David Douglas Duncan died on June 7, 2018
DDD as he was known, was one of the last and perhaps greatest photojournalist of the twentieth century. He was the equal of Margaret Bourke-White, Alfred Eisenstaedt, Eugene Smith. He died 102 years old and gave away all his possessions a few years before 2008, living in a French villa at a hill overseeing Cannes.
Some of his possessions were a handful of Leica cameras. He became famous within the photographic world because he selected the newly discovered Nikkor lenses above the Leitz designs. He presumably had the Nikkor lens mounts adapted for his Leica cameras. The content of his pictures were less important than this technical detail. He was however a photographer of the old school who was more interested in taking pictures than talking technically or artistically about them. His pictures were grainy and gritty, probably made with Kodak Tri-X pushed to the limit.
His selection of the Nikkor lenses was a topic of high importance. When a working photographer of his standing threw away the Leitz designs, there must be a garin of truth.

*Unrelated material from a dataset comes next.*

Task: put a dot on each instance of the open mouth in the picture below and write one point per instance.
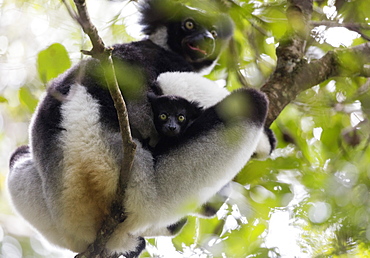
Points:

Crawley claimed that the Japanese optical designers favoured a high contrast at low frequencies, where as the German counterparts favoured the low contrast at high frequencies, because this was better suited to the new colour films with the finely graded colour hues.
Most Zeiss MTF measurements of older Japanese lenses indicate that this conclusion is not correct: the older Japanese lenses show a low contrast at low frequencies and an even lower contrast at high frequencies. It might be the case that Japanese designs had a (relatively) high contrast at the medium frequencies, precisely where the Kodak Tri-X emulsion showed its best performance.
It is an intriguing problem. The historical discussion indicates that the eye is easily fooled and that the MTF values do not show the proper optical performance the human brain appreciates.